Auch in Theusners Naturdarstellungen ist die Idylle gebrochen. Da treibt etwa ein junger Mann im Wasser. Ist es ein Bild von Einklang mit der Natur oder haben wir es mit einer Wasserleiche zu tun? In Theusners Stadtszenen liegen Himmel und Hölle nah beieinander. Eine von zwei schwarzen Putten eingerahmte Mitarbeiterin des Spielcasinos steht in strahlendem Licht vor einem Tisch mit der Aufschrift „heaven“.

Auch die Menschen, die Theusner porträtiert, sind zwiespältig. Einige tragen Masken oder bedecken einen Teil ihres Gesichts, etwa unter dem Pulloverkragen oder mit dem Smartphone. Oft starren sie mit leeren Augen. „Wer sind wir? Wie wollen wir leben? Wie treten wir uns gegenüber? Das sind zentrale Fragen in der Kunst, aber auch zentrale Fragen dieser Zeit“, stellt Theusner fest. Wenn Menschen sich maskiert begegneten, könnten sie nicht zusammenkommen.

Theusners Arbeiten spielten auf eine aggressive gesellschaftliche Stimmung an, wie sie auch die Künstler zur Zeit des Expressionismus wahrgenommen hätten, erklärt Museumsdirektorin Friederike Voßkamp, die die Ausstellung kuratierte. Ein eindrückliches Beispiel dafür ist die Pastellzeichnung „Das große Kreischen“ – ein Strudel aus maskenhaften menschlichen Gesichtern und Tierköpfen mit gefletschten Zähnen vor schwarzem Hintergrund. „Es liegt Spannung in der Luft“, kommentiert Theusner.

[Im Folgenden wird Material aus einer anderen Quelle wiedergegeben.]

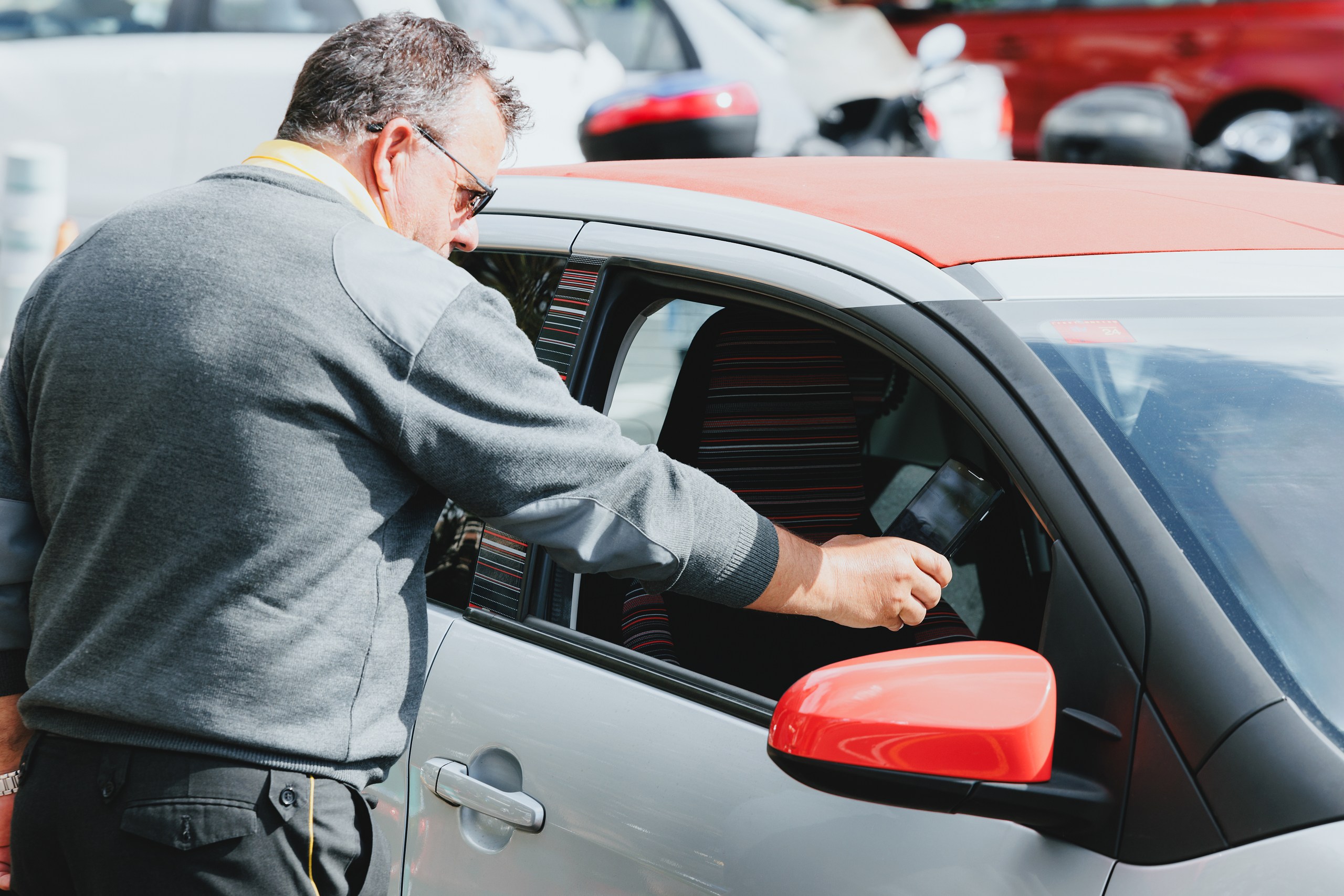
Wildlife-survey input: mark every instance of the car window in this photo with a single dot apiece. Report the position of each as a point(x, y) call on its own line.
point(976, 6)
point(652, 364)
point(826, 437)
point(517, 25)
point(529, 282)
point(1229, 416)
point(640, 33)
point(1116, 4)
point(65, 18)
point(281, 16)
point(773, 20)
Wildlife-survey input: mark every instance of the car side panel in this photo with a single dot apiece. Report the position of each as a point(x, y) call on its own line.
point(1304, 863)
point(393, 793)
point(646, 792)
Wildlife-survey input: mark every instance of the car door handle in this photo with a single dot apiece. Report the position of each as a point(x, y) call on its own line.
point(1011, 47)
point(450, 782)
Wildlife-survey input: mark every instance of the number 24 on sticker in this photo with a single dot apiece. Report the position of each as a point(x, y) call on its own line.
point(1086, 332)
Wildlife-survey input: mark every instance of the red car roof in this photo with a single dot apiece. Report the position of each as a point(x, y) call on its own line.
point(954, 212)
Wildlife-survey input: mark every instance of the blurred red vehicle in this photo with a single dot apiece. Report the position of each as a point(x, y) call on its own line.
point(1220, 58)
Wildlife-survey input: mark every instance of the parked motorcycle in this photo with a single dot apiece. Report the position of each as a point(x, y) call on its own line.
point(873, 99)
point(1144, 125)
point(1270, 143)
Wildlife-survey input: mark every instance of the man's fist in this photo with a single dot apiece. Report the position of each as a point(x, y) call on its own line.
point(857, 581)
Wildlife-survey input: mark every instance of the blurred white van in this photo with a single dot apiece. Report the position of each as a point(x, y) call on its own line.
point(148, 94)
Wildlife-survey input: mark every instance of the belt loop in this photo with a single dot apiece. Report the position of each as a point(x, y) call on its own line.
point(27, 754)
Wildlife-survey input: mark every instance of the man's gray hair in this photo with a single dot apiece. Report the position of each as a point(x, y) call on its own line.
point(395, 65)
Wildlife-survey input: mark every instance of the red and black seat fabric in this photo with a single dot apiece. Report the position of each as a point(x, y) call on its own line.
point(768, 406)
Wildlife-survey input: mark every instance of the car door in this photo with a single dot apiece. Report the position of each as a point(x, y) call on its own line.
point(623, 774)
point(523, 258)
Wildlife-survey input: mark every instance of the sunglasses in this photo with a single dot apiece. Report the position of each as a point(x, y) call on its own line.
point(481, 196)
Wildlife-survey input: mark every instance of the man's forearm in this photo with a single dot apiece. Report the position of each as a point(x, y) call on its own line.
point(855, 581)
point(14, 734)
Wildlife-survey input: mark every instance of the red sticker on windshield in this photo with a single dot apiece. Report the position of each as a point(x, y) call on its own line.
point(1076, 332)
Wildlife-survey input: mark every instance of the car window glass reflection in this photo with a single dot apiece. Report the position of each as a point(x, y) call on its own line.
point(69, 18)
point(281, 16)
point(652, 363)
point(1229, 416)
point(824, 437)
point(639, 33)
point(517, 25)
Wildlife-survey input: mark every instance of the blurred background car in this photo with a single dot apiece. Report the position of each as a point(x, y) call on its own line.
point(737, 41)
point(1221, 59)
point(832, 81)
point(148, 94)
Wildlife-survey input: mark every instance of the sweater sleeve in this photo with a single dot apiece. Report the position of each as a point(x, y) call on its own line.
point(20, 535)
point(498, 431)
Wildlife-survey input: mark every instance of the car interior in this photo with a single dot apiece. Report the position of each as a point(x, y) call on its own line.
point(824, 436)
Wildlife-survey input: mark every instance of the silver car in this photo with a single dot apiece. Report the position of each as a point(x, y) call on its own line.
point(1152, 367)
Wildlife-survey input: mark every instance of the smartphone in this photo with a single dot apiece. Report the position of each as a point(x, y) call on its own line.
point(948, 508)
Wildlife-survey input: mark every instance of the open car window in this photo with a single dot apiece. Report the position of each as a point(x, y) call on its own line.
point(824, 436)
point(1227, 414)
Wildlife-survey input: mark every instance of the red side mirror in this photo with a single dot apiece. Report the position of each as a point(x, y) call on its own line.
point(978, 710)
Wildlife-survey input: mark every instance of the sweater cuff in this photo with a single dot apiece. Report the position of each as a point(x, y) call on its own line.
point(750, 568)
point(13, 679)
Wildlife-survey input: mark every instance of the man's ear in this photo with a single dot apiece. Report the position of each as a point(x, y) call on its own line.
point(392, 151)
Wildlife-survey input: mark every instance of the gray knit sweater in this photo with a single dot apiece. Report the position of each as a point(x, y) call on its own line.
point(229, 419)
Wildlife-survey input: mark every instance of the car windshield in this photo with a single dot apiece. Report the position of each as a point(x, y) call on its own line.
point(1229, 416)
point(517, 25)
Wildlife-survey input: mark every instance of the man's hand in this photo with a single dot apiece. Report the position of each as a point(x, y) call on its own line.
point(14, 738)
point(857, 581)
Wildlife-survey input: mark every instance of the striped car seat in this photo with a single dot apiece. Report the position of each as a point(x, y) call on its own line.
point(766, 405)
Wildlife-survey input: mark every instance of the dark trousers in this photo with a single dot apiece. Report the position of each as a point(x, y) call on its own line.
point(96, 820)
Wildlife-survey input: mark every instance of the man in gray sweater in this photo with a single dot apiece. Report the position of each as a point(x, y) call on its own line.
point(229, 418)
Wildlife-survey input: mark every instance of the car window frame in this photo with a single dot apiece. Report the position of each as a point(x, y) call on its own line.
point(803, 288)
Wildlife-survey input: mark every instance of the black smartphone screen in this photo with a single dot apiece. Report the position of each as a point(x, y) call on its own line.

Dem Gemälde „Paradies“, das Macke 1912 gemeinsam mit seinem Künstlerfreund Franz Marc an die Wand seines Ateliers malte, setzt Theusner folglich ihre dystopisch anmutende Version entgegen. Während Adam und Eva bei Macke und Marc eins mit der üppigen Natur zu sein scheinen, besteht Theusners Installation „Eden“ aus Trockenblumen. Begleitet wird sie von einer Tonspur mit Auszügen aus Fjodor Dostojewskis Erzählung „Der Traum eines lächerlichen Menschen“, in der es um den misslungenen Versuch eines erneuerten Menschen auf einer zweiten, paradiesischen Erde geht. Einen hoffnungsvollen Ausblick bietet hingegen das letzte Bild der Ausstellung mit dem Titel „Reaching Out“: Eine Frauenfigur reckt sich durch eine Zimmerdecke hindurch den Sternen entgegen.

Ulrike Theusner lebt und arbeitet in Weimar und Berlin. Sie ist Absolventin der Bauhaus-Universität Weimar. 2013 wurde ihr grafisches Schaffen mit dem Grafik-Preis der Ilsetraud-Glock-Grabe-Stiftung ausgezeichnet, 2010 erhielt sie den ersten Preis der European Print Triennale Toulouse.